The most dangerous event in the life of such a person is a "narcissistic injury," an intolerable insult to the narcissist's inflated self-image. One common reaction to this kind of injury is to become extremely depressed or even suicidal; another is to lash out violently against others.

It's risky, of course, to apply insights from individual psychology to large groups of people. But I can't help thinking that America's self-image--again, as reflected in the self-talk we encounter daily in the media, as well as in other forms of national dialogue such as depictions of American history in classrooms and museums--smacks of narcissism. (I touched on this theme in my Independence Day post.) Our obsessively self-congratulatory (and increasingly obligatory) "patriotism" seems to require constant references to the unprecedented and unmatched "greatness," "freedom," "generosity," "goodness," and "wisdom" of the American people. We've talked ourselves into a condition where we can't imagine why someone--anyone--could possibly fail to love, admire, even worship us and our way of life. Which means that any criticism of America is not just inaccurate and illogical but virtually insane.

As a result, an event like 9/11 becomes the equivalent of an intolerable "narcissistic injury," and the only possible response is a violent one.
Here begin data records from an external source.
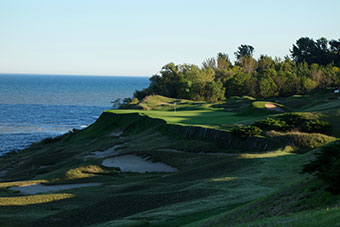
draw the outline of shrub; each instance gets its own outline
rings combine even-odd
[[[325,146],[316,159],[304,165],[302,172],[315,173],[334,194],[340,193],[340,141]]]
[[[280,117],[280,120],[285,121],[288,125],[297,127],[308,120],[308,118],[303,114],[286,113]]]
[[[256,126],[248,126],[248,127],[237,127],[231,130],[232,135],[241,136],[241,137],[249,137],[249,136],[258,136],[262,133],[262,129]]]
[[[276,131],[287,131],[292,127],[285,121],[279,119],[266,118],[263,120],[256,121],[253,126],[259,127],[263,130],[276,130]]]
[[[326,133],[331,127],[331,124],[326,121],[307,120],[302,126],[305,132],[321,132]]]

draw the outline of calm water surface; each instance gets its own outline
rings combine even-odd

By comparison, the calm, stolid, business-like reaction of the British people and their leaders (to an attack that was admittedly on a smaller scale than our 9/11) seems refreshingly sane and mature. Having apparently accepted some time ago the proposition that the United Kingdom is a nation like any other, with virtues, flaws, friends, and enemies, British authorities didn't feel the need to treat an attack on their homeland as an apocalyptic call to arms. Instead, they are treating it as a matter for law enforcement (the very approach the Bush administration derides) and as a symptom of social, political, and diplomatic problems that must be dealt with intelligently and patiently, over time.

Perhaps one day we Americans can grow up to be like our overseas cousins.